Sarah Pinborough follows her gleeful adult fairy-tale trilogy with this hugely affecting story of childhood lost that has more in common with her beautifully mournful novella The Language Of Dying.
The Death House is told from the perspective of Toby, a teenager living in an isolated schoolhouse with no hope of ever leaving. He and the other children suffer from a fatal illness that has no cure – all there is to do is wait for their inevitable death. Toby has settled into disaffection and a role as dorm leader, but when the beautiful, spirited Clara arrives, he finds his defences being dismantled.
Pinborough creates the cold, claustrophobic atmosphere of a boarding school, where the authority figures have a vested interest in not caring about their charges. The fate that is looming over each of the children gives their individual struggles potency. Whether it’s establishing yourself as top dog or finding comfort in religion, each child looks for a way to distract themselves from what they know is coming.

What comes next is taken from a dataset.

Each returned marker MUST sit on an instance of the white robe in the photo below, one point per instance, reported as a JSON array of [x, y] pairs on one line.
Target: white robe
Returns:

Toby makes for a compelling protagonist. He realises that his attempts to remain distant have failed, especially when Clara arrives. Their blossoming relationship is written with wit and warmth as his awkward resolve to not get close to anybody crumbles in the face of someone he can’t help but care for.
The Death House is shocking and gripping, albeit ultimately hopeful and utterly moving, and it’s Pinborough’s finest novel to date.